For configs I usually use UTF-8 myself, because I don’t like writing parsers for custom formats and just use XML, and any standard-compliant parser supports all of them.
Represent indexes not as number-of-code-points from start but as byte offsets, and index/substring doesn't need to decode code points. You lose the ability to easily say "get me the 100th code point in this string", but I'm hard-pressed to actually think of any case where that is actually valuable.
> Right, and for 1 billion Chinese speaking people UTF16 is 2 bytes/character, UTF8 is 3 bytes/character.
The information density of a single hanzi character is roughly equivalent to 5 letters in English. A Chinese plaintext document in UTF-8 is still smaller in memory footprint than an equivalent English document in ASCII. Of course, most documents aren't plaintext, and where people use characters for metadata (e.g., email, HTML), there is a substantial corpus of ASCII metadata in those documents that UTF-8 is still smaller than UTF-16 even for East Asian languages.
Of course, it's moot since the people who don't like UTF-8 in China and Japan aren't using UTF-16 either. They're using GB18030 or ISO-2022-JP for their documents.
> A Chinese plaintext document in UTF-8 is still smaller in memory footprint than an equivalent English document in ASCII.
When you need to process Chinese text you don’t care how much an equivalent English document would take. You only care about the difference between different encodings of Chinese language. And UTF16 is more compact for East Asian languages.
> most documents aren't plaintext
That’s true for the web, and that’s why UTF8 is the clear winner there. In a desktop software, in a videogame, in a database — not so much.
In non-Latin text, if most characters are 2 bytes but a large minority are 1 byte, the branch prediction in charge of guessing between the different codepoint representation lengths expects 2 bytes and fails very often.

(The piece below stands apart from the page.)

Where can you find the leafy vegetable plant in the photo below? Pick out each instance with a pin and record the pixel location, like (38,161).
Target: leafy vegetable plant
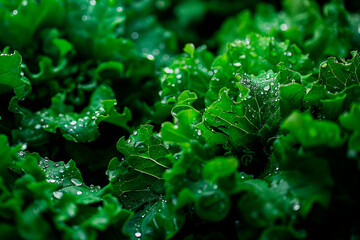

Speculative execution (counting in two or three ways simultaneously) might mitigate the performance hit.
> In non-Latin text, if most characters are 2 bytes but a large minority are 1 byte, the branch prediction in charge of guessing between the different codepoint representation lengths expects 2 bytes and fails very often
You wouldn't want to process a single code point (or unit) at a time anyways, but 16, 32 or 64 code units (or bytes) at once.
That UTF-8 strlen I wrote had no mispredicts, because it was vectored.
Indexing is slow, but the difference to UTF-16 is not significant.
I guess locale based comparisons or case insensitive operations could be slow, but then again, they'll need a slow array lookup anyways.
You don't need to check the representation doing anything specifically with spaces or newlines. All 0x0A bytes are newline characters in UTF8 and all 0x20 bytes are spaces.
The only place you really need to decode UTF8 characters is when you convert it to another format (which you hopefully won't need to do anymore in the far future) or display it (where the decoding is a minuscule factor in performance)
UTF-8 is self-synchronizing, which means you can treat it as a byte string for most operations, including finding substrings. You don't need to convert UTF-8 to a sequence of codepoints for most tasks (particularly if you drop the insistence of using character boundaries). When you do have to do so, you're usually applying a complex Unicode algorithm like case conversion, and so the branch misprediction overhead of creating characters is likely small in comparison to the actual cost of doing the algorithm.
http://www.baeldung.com/java-9-compact-string
UTF16 is not really a curse for languages that require it. String operations in non-English languages are very fast because of it, and most software these days has to deal with localization.